As I’m writing the sun is setting through my cabin window, a cabin which looks out on a large lake.
When it gets dark the loons will come out and serenade, and the stars will be infinitely visible tonight because it’s dark and clear.
I’m reading a book by Eugene Peterson while here, and one chapter is particularly apropos because of what’s going on in the church where I pastor. The chapter is about David’s life at Ziklag, and there are two main points to see in the chapter:
- David and his followers, though they are the people of God, aren’t squeaky clean. David’s little ‘church’ is described as ‘everyone who was in distress, and everyone who was in debt, and everyone who was discontented. (I Samuel 22:2). There it is: the people who constitute the church!
- Ziklag becomes for David a place of compromise (you’ll need to read about it on your own) and I think Peterson does a marvelous job of critiquing the critics. He complains that the moralists call this David’s time of failure because he compromised with the world, and he criticizes the secularists who claims that this is David’s time of brilliance because he compromises with the world.

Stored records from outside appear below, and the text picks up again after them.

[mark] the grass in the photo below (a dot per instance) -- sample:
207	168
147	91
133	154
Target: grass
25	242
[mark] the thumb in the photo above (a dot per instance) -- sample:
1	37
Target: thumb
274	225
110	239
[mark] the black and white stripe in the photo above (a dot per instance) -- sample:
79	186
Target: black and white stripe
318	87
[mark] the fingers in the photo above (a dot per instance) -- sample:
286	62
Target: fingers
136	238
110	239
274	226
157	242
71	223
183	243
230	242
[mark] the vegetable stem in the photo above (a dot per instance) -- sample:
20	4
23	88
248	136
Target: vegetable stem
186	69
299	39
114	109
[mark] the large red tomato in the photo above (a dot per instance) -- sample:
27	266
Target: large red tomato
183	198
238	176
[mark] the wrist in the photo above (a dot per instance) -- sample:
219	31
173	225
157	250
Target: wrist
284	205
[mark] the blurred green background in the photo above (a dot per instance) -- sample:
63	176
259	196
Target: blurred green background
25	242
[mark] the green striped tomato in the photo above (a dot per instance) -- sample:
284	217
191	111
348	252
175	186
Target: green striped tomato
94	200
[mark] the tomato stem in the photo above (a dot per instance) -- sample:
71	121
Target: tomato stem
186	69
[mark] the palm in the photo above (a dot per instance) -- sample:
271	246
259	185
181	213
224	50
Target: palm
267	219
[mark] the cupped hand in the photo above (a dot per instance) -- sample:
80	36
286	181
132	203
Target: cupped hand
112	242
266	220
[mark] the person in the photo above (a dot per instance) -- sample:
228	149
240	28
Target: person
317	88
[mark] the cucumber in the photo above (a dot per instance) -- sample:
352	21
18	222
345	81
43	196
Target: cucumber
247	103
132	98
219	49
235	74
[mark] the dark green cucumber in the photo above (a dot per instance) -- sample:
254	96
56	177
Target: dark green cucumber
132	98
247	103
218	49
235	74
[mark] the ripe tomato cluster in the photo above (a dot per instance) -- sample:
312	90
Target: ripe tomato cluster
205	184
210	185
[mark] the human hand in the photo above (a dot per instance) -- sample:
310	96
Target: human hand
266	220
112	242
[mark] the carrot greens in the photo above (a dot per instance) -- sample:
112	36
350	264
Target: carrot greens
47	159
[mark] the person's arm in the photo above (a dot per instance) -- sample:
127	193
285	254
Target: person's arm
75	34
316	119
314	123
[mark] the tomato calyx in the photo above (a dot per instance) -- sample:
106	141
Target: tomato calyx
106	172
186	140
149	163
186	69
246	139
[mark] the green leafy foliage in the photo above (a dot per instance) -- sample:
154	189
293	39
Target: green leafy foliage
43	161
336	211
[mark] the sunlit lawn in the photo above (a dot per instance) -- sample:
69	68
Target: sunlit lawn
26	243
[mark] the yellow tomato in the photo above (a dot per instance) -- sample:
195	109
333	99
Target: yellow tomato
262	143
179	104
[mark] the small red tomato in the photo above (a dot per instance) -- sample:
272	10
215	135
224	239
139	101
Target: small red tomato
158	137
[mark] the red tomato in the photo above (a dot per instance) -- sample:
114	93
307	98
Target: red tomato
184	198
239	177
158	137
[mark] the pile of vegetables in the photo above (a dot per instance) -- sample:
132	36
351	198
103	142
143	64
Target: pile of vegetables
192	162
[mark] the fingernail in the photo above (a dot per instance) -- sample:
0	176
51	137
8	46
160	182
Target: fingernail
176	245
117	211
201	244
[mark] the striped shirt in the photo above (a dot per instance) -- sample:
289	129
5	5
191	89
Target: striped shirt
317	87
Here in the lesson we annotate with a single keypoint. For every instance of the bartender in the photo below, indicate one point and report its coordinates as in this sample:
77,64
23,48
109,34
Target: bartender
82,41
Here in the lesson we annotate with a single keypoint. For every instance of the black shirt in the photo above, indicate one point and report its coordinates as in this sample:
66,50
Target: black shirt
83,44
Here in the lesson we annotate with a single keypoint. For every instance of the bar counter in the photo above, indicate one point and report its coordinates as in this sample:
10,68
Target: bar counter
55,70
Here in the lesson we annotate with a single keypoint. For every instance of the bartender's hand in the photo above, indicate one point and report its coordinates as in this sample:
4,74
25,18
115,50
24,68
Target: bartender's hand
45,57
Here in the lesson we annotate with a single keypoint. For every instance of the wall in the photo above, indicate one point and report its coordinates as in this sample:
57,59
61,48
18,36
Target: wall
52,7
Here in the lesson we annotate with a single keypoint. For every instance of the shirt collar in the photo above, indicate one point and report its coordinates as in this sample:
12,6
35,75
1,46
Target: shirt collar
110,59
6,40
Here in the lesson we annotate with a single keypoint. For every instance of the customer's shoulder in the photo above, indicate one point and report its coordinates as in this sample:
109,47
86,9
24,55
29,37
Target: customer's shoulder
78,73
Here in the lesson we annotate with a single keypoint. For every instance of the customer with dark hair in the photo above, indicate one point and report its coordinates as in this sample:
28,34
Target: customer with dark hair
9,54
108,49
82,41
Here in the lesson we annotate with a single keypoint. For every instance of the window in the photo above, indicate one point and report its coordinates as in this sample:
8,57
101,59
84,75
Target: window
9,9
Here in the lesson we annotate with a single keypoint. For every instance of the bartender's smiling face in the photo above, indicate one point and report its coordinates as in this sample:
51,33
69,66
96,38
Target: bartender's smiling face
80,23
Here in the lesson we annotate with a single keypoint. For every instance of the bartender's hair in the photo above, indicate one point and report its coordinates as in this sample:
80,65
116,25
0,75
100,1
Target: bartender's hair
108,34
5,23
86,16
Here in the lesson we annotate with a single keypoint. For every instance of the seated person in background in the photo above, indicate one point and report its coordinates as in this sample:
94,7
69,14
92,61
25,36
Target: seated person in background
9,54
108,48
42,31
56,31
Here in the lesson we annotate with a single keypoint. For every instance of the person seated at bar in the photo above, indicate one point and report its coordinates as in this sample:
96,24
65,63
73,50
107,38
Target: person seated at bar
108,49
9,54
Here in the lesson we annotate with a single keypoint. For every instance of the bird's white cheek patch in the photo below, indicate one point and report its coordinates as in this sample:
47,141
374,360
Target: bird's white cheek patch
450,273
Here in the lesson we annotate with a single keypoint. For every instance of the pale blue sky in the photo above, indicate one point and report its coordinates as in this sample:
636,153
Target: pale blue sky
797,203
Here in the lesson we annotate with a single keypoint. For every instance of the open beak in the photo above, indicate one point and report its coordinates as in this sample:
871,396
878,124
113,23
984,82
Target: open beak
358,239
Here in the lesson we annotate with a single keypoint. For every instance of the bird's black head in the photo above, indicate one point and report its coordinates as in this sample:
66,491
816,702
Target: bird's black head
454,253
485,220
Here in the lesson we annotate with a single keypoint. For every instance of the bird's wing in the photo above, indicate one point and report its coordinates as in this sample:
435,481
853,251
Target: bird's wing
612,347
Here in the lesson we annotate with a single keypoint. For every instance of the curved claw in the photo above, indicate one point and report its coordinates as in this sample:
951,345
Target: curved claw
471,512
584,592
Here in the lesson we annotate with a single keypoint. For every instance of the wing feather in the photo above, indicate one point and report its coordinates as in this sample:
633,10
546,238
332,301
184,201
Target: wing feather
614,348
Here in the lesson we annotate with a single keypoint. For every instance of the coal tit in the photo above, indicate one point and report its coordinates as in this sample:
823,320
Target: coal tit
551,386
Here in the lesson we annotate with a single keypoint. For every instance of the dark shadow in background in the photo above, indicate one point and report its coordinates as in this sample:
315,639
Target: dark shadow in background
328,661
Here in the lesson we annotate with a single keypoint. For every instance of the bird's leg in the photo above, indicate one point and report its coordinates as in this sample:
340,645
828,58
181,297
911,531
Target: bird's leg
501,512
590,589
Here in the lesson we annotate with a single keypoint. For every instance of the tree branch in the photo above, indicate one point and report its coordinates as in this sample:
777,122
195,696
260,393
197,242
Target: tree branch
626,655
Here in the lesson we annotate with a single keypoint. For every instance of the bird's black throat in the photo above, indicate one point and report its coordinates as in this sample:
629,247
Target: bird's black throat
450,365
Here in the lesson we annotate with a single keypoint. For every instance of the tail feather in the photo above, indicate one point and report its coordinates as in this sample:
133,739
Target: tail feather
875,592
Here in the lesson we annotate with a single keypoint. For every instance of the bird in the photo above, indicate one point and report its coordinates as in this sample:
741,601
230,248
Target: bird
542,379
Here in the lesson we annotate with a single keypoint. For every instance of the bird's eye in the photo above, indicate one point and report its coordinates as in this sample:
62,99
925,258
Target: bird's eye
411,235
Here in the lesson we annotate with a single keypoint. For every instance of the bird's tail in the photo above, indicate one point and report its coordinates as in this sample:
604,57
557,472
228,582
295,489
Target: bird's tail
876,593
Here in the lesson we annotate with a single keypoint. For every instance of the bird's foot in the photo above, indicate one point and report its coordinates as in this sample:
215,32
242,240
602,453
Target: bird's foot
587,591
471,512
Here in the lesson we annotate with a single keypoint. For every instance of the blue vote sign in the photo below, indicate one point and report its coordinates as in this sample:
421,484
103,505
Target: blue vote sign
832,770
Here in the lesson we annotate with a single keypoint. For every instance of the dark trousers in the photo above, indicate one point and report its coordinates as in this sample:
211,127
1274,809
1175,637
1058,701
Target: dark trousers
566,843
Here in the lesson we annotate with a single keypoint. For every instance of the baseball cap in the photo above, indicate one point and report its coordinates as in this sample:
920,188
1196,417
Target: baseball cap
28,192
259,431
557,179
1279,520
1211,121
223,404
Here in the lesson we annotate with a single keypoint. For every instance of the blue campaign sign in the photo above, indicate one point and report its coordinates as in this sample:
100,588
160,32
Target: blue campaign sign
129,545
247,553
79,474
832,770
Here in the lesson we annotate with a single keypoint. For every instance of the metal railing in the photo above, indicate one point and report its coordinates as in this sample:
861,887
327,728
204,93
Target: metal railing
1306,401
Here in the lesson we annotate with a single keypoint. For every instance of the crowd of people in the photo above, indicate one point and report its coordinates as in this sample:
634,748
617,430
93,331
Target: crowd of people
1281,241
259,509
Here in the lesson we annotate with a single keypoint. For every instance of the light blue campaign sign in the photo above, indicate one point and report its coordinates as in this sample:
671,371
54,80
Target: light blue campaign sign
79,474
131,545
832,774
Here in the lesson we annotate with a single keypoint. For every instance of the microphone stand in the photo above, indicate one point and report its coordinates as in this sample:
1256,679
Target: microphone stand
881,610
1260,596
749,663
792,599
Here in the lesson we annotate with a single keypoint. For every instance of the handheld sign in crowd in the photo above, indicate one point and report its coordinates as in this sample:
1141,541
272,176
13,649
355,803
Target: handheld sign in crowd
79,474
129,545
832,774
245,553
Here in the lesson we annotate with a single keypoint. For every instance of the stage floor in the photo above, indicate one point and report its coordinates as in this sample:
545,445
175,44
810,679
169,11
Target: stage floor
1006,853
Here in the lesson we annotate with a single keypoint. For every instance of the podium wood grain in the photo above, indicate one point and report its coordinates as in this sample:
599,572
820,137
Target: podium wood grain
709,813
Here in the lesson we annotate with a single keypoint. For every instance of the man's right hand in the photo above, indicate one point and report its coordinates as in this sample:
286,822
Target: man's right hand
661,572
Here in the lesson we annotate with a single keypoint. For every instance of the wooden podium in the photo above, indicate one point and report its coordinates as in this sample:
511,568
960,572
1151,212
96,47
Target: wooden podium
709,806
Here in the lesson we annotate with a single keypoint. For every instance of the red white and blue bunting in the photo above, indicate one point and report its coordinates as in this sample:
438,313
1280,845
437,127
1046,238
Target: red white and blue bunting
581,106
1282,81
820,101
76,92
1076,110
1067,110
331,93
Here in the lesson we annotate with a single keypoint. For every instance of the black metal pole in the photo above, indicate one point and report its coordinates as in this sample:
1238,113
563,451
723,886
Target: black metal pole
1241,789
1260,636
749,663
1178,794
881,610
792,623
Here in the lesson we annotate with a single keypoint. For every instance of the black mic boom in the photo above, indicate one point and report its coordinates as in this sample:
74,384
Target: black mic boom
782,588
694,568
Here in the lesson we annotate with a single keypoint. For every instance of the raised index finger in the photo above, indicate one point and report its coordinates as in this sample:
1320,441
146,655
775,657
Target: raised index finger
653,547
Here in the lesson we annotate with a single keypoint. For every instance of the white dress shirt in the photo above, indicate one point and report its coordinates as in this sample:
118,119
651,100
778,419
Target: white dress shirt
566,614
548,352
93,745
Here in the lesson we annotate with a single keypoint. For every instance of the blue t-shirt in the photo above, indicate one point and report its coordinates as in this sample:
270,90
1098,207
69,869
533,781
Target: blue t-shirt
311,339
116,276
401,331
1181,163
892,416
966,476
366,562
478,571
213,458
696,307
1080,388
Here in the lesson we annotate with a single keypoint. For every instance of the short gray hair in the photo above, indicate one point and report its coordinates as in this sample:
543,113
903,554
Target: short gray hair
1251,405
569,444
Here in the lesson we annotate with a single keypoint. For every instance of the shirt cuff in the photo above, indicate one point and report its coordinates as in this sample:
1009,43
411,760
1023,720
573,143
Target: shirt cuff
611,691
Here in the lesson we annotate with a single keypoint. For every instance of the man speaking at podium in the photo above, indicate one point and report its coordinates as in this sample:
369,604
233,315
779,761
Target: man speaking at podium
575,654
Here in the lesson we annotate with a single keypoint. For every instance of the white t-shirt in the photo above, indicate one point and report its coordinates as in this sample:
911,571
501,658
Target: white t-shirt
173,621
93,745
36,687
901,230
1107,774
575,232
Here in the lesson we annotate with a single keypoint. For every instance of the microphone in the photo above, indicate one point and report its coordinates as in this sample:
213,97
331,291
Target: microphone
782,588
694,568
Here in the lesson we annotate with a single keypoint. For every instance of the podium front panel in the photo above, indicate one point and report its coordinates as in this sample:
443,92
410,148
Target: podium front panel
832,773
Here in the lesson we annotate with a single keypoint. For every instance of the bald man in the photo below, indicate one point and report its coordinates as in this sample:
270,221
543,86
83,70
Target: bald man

Peterson says (in my words) – stop condemning or commending – it is what it is, and you don't know the whole story. Look for Christ in the midst of it and in the midst of the people there and get on with it. In his own words, he writes: “Ziklag, for me, is the premier biblical location for realizing that when we get serious about the Christian life we eventually end up in a place and among people decidedly uncongenial to what we had expected. That place and people is often called a church. It’s hard to get over the disappointment that God, having made an exception in my case, doesn’t call only nice people to repentance.”
These are valuable insights, because it’s incredibly easy for people never to connect or to lose connection because of condemning or commending the actions of people in the church, which is a way of condemning or commending the church. Peterson suggests that we look for Christ, and says that if we really look – we’ll find him among the rag-tag bunch that constitutes the community of God’s chosen. He says it this way: “I see Christ – for Christ plays in ten-thousand places/ lovely in limbs, and lovely in eyes not his/ to the Father, through the feature of men’s faces.”
And, of all the strange places – you’ll find Him in Ziklag, or Muskoka Woods, or Seattle – at Stone and 80th.
1 Comments:
I love Eugene Peterson!
I read the Message sometimes and think to myself: This guy really gets it!! The gospel is really as simple as he explains it!